Pesquisadores apontaram um novo caminho no combate ao câncer ao descobrir que uma molécula pode enfraquecer células tumorais sem afetar tecidos saudáveis

William Oliveira Publicado em 24/03/2026, às 11h56 - Atualizado às 12h32
Uma nova estratégia no combate ao câncer tem chamado a atenção de cientistas por apostar em um caminho mais preciso e menos agressivo ao organismo. A proposta é utilizar uma versão “espelhada” de um aminoácido para frear o crescimento de células tumorais, preservando os tecidos saudáveis.
O estudo, conduzido por pesquisadores das universidades de Genebra e Marburg e publicado na revista Nature Metabolism, investigou o potencial da chamada D-cisteína — uma variação menos comum do aminoácido cisteína.
Na prática, algumas moléculas possuem duas formas quase idênticas, como se fossem imagens refletidas no espelho. No corpo humano, a versão mais comum dos aminoácidos é a chamada “L”, utilizada pelas células no funcionamento diário. Já a versão “D” costuma ter pouca participação nos processos biológicos.
Foi justamente essa característica que despertou o interesse dos cientistas. Durante os testes, eles observaram que determinadas células cancerígenas possuem um tipo específico de “porta de entrada” que facilita a absorção da D-cisteína — algo que não ocorre com a mesma intensidade em células saudáveis.
Depois de entrar na célula tumoral, a substância interfere diretamente na produção de energia. Ela bloqueia uma enzima essencial, chamada NFS1, responsável por manter o funcionamento adequado das mitocôndrias — estruturas que geram energia para a célula.
Sem essa enzima, as células cancerígenas passam a ter dificuldades para produzir energia, acumulam falhas internas e perdem a capacidade de se multiplicar.
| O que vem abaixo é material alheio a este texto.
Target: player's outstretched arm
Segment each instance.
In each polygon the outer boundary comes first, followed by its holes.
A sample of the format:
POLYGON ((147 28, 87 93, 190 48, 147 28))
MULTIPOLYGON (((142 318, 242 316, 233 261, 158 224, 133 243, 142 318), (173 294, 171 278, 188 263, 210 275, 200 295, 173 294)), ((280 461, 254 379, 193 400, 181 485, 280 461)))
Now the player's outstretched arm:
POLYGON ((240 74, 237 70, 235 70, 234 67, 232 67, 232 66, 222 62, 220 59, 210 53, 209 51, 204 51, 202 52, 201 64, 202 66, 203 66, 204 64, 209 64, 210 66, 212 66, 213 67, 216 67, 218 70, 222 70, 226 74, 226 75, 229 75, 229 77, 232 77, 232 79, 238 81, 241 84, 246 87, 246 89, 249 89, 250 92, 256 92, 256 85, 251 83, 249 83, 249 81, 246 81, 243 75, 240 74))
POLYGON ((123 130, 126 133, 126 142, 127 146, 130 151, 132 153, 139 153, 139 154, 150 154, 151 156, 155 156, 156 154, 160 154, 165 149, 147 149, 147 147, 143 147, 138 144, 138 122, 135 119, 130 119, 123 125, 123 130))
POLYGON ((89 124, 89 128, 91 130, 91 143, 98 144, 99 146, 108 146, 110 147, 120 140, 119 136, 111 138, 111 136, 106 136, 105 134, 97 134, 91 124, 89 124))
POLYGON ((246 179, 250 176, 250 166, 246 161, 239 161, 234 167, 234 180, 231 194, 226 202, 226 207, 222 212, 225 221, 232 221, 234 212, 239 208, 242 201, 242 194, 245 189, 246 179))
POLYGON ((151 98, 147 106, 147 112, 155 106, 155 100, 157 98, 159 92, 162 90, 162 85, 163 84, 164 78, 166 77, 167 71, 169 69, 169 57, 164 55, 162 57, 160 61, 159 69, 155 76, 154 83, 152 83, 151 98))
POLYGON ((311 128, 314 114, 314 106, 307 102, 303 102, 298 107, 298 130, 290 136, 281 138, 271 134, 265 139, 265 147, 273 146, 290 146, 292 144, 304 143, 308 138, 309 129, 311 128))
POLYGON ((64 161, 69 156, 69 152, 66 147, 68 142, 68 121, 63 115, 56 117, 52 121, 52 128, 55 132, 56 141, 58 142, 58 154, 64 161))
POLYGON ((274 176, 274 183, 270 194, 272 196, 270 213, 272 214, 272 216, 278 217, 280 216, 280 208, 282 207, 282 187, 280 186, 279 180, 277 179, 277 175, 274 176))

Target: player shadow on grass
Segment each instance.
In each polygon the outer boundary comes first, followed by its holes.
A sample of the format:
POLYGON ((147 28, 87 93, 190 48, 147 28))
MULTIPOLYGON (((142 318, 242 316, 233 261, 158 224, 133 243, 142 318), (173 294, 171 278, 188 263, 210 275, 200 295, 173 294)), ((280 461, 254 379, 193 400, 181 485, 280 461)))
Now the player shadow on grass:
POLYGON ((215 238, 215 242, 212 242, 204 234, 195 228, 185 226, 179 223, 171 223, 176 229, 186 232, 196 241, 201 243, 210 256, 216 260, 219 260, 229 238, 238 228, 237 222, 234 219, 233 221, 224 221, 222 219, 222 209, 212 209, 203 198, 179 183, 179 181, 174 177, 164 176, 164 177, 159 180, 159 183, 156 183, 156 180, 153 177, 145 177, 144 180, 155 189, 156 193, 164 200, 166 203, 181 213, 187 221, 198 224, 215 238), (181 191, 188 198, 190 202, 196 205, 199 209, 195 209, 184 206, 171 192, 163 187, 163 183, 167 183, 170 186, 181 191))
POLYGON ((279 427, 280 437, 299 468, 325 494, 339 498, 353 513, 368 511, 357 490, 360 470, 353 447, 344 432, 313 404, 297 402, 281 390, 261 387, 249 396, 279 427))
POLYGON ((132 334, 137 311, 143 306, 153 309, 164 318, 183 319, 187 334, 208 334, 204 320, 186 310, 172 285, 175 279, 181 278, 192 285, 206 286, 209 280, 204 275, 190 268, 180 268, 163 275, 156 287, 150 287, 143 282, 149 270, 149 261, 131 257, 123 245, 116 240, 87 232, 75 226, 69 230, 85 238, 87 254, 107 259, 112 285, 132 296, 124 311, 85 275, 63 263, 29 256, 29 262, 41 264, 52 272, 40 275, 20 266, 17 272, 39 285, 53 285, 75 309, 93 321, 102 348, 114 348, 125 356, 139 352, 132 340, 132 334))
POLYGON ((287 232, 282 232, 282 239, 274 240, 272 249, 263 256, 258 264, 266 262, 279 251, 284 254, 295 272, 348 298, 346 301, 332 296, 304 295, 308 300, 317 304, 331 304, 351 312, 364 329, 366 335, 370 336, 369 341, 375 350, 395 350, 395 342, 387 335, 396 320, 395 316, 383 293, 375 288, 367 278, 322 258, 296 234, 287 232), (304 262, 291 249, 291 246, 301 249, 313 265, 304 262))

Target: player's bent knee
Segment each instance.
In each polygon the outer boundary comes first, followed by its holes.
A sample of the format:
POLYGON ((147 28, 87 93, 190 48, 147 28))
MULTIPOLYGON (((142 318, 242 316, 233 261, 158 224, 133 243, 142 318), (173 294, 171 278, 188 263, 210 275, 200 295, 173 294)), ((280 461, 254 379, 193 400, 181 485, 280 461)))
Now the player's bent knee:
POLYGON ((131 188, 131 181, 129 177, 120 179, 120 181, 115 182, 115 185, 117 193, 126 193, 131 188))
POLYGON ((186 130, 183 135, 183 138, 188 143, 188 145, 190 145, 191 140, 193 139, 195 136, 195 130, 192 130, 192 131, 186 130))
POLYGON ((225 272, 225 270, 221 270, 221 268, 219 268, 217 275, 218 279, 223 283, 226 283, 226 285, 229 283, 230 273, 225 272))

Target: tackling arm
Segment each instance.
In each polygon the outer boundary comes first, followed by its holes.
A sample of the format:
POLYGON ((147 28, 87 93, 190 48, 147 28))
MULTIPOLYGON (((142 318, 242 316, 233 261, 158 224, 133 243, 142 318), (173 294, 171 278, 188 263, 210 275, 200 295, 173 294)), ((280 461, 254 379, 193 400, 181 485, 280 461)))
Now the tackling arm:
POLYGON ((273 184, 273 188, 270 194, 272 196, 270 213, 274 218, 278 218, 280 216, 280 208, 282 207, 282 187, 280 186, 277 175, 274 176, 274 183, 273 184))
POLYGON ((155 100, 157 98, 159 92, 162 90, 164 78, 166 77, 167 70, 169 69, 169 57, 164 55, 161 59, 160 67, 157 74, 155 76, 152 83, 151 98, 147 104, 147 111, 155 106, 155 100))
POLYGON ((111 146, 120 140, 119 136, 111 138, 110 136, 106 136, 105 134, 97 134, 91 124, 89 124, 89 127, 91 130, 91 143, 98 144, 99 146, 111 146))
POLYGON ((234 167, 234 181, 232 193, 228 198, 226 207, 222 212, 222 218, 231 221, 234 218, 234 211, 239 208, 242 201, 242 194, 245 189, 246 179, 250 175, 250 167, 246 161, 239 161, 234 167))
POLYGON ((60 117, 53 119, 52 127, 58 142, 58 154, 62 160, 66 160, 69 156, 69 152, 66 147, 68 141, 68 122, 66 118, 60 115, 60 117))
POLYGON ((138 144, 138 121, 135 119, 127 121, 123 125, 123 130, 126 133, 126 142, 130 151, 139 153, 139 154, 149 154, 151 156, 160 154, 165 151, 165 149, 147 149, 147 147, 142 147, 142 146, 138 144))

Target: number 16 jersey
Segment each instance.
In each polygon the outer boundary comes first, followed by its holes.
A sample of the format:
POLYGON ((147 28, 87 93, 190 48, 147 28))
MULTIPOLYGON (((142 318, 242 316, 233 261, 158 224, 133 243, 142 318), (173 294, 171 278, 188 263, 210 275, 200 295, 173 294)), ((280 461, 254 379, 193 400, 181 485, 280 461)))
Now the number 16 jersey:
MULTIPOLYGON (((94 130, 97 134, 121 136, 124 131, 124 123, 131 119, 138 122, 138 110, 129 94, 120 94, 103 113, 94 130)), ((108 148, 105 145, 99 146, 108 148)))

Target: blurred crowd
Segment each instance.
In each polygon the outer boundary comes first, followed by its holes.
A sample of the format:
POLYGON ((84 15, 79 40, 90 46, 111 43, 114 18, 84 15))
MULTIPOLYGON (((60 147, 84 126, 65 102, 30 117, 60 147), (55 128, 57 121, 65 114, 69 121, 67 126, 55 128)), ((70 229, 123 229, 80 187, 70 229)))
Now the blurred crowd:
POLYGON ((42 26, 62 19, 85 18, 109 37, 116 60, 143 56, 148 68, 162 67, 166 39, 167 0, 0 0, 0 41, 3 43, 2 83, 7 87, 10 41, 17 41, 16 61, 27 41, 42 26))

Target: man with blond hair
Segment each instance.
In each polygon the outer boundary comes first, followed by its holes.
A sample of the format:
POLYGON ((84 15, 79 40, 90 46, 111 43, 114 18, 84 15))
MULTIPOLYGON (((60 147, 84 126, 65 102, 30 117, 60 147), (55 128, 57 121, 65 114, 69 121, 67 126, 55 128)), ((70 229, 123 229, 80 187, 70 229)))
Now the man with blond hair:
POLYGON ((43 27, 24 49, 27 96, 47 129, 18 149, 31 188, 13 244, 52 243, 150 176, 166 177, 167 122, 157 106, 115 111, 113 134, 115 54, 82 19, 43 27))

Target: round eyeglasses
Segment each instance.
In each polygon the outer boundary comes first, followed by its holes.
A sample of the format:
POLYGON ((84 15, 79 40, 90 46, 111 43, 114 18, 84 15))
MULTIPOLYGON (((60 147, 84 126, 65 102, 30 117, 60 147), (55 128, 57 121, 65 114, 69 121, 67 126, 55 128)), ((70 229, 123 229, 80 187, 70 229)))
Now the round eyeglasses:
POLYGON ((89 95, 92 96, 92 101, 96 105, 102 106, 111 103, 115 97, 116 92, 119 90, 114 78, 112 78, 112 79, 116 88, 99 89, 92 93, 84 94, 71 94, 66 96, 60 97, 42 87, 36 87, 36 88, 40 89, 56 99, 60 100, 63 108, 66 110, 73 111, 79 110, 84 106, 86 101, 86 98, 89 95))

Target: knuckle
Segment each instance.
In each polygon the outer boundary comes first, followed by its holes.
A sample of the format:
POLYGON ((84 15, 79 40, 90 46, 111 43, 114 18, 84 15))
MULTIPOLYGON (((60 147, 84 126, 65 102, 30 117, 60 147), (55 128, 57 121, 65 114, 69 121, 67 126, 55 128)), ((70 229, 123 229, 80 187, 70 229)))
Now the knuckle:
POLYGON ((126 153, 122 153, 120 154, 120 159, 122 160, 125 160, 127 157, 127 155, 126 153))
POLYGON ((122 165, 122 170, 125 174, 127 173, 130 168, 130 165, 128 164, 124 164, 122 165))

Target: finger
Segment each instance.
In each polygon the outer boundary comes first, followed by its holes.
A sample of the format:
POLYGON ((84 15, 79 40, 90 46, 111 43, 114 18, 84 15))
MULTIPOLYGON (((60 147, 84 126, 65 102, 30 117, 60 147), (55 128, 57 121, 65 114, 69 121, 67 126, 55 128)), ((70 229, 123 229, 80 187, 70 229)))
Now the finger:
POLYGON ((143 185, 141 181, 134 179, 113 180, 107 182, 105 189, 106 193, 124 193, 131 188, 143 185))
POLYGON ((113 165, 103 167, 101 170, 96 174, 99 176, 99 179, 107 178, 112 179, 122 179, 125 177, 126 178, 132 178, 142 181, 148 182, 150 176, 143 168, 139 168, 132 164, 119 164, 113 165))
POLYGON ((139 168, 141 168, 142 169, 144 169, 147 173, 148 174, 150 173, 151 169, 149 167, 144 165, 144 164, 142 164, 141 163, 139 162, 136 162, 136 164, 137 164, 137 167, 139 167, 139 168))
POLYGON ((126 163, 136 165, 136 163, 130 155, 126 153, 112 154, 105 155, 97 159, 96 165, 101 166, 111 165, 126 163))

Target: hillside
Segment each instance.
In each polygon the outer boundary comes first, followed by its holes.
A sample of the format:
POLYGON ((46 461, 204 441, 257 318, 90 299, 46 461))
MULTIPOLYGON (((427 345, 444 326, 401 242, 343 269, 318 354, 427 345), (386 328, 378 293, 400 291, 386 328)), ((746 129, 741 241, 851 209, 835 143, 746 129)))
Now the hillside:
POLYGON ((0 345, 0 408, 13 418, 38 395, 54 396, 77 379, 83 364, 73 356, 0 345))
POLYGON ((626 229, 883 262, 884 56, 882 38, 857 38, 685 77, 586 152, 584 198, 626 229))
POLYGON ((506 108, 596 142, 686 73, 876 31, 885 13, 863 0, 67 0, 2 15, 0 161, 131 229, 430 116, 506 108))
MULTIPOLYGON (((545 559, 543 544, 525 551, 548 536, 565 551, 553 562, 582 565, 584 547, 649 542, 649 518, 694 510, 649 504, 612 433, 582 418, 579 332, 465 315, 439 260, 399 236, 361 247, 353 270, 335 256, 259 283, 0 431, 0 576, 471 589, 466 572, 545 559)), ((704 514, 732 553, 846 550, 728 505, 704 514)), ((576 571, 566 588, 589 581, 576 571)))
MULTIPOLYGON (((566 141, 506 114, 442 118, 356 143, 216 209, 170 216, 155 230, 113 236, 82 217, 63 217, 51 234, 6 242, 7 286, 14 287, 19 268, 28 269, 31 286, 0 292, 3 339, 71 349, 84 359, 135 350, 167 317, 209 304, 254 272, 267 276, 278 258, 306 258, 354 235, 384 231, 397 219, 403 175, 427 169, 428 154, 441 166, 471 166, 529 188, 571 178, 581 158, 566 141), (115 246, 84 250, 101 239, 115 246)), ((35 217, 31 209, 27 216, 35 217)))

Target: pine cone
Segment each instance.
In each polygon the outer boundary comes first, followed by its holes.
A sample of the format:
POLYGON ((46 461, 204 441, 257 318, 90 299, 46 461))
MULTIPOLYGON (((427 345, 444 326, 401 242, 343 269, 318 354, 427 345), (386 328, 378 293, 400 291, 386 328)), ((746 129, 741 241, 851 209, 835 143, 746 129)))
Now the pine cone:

Com isso, o tumor entra em um estado de enfraquecimento, tendo seu crescimento desacelerado.
Um dos principais diferenciais dessa abordagem é a seletividade. Como a D-cisteína atua com mais intensidade nas células tumorais, o impacto sobre tecidos saudáveis tende a ser menor — o que pode representar uma vantagem em relação a tratamentos tradicionais, que afetam também células normais.
Nos testes realizados com camundongos, os pesquisadores observaram uma redução significativa no crescimento de tumores agressivos, sem sinais relevantes de efeitos colaterais.
Apesar dos resultados promissores, o método ainda está em fase inicial. Antes de chegar aos pacientes, a substância precisará passar por testes clínicos em humanos para avaliar segurança, dosagem adequada e eficácia em comparação com os tratamentos já disponíveis.